I’ve finally had time to look through the 1000s of images I shot in Alaska on this year’s eagle trip. I think I did better than last year, which is surprising since two of the three cameras I was using were literally right out of the box. Normally, I count my knowledge of my camera as part of the reason for my success. I think it’s better to understand everything you possibly can about the camera you have, rather than worrying about buying the next best thing. But since I like to test cameras in real world situations, I took a chance. Luckily my existing familiarity with the Canon 1D MK IV and 5D MK II made using the MK III easier than it would have been if I’d gone in cold. Likewise, I have lots of experience with the D3 and D3s but the D4 moved the menus and buttons so it was a little harder for me. In the end, I got great shots from all three cameras. But that brings up an interesting point. The 1D MK IV – which has been out for a while now, offered me the highest percentage of keepers. So it’s not always the new thing that brings you success.

And speaking of cameras, I got my 103,279,271th reminder that too many of you think the camera is the secret behind success. I got lots of email about the Alaska trip that went something like this:

“I love the picture of the eagle doing _________ and I just HAVE to know, which camera did you use on that one.”


As if THAT camera would make THAT person a master wildlife photographer. Believe me folks if there were such a thing as a magic camera – I would own it. And I’d even tell you where to buy it. But there isn’t.

You can have the best camera in the world, but if you don’t have the passion, the eye, the experience, the hunger and the subject knowledge – you won’t get the shot.

I’ll wrap up by talking about subject knowledge. There is no substitute for knowing your subject. I’ve photographed birds for a long time, and lots of raptors and lots and lots and lots of eagles. I’ve learned a great deal about them. I study them at an ornithological level. The more I know about them, the better my pictures turn out. That holds true whether you’re photographing birds, brides, food, architecture, or any other subject.

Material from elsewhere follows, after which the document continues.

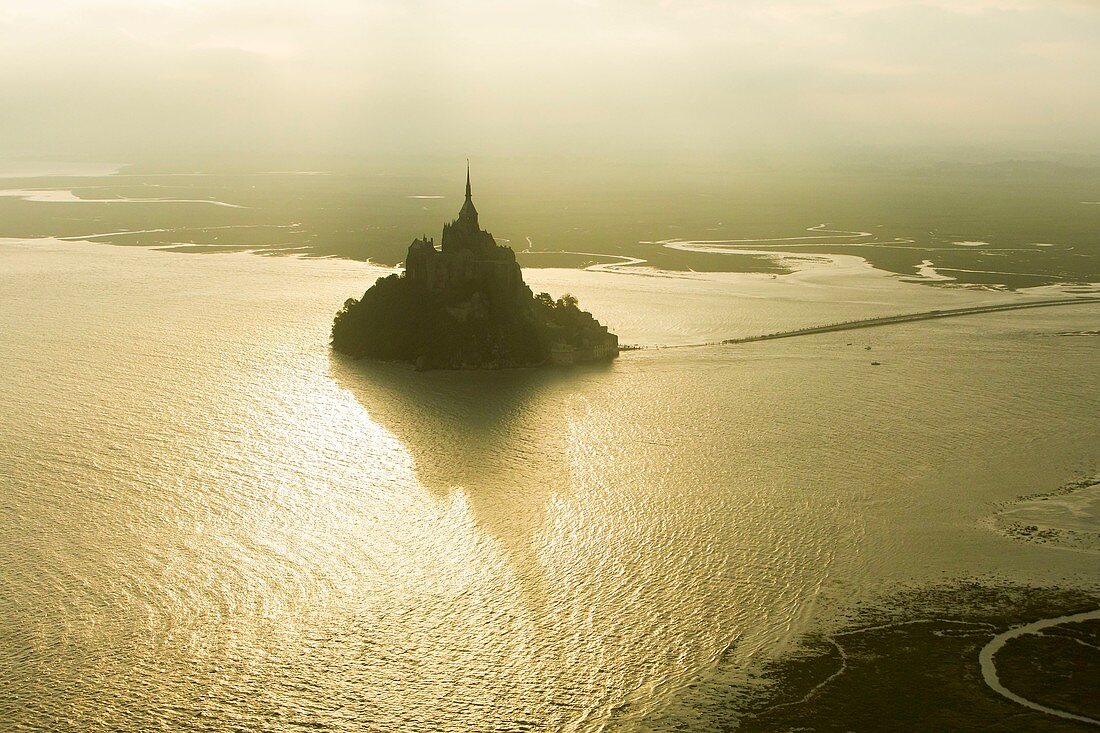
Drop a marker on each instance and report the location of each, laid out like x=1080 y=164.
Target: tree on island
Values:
x=466 y=306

Here’s another way to look at it. Say you were standing in China Poot Bay photographing eagles with gear that was inferior to that of the man shooting next to you. Say that he had 10 years of photo experience more than you – but you had 10 years more study of the subject – I’m willing to bet you’d get the better shots more often than not.

So don’t worry what camera I used – worry about learning how to get the most out of the one you have. Photograph things you know and care about. Develop your eye. Practice. Apply yourself. Develop a thirst for great light. Get to know everything you possibly can about your subject(s). Like David DuChemin says, “Gear is good, vision is better.”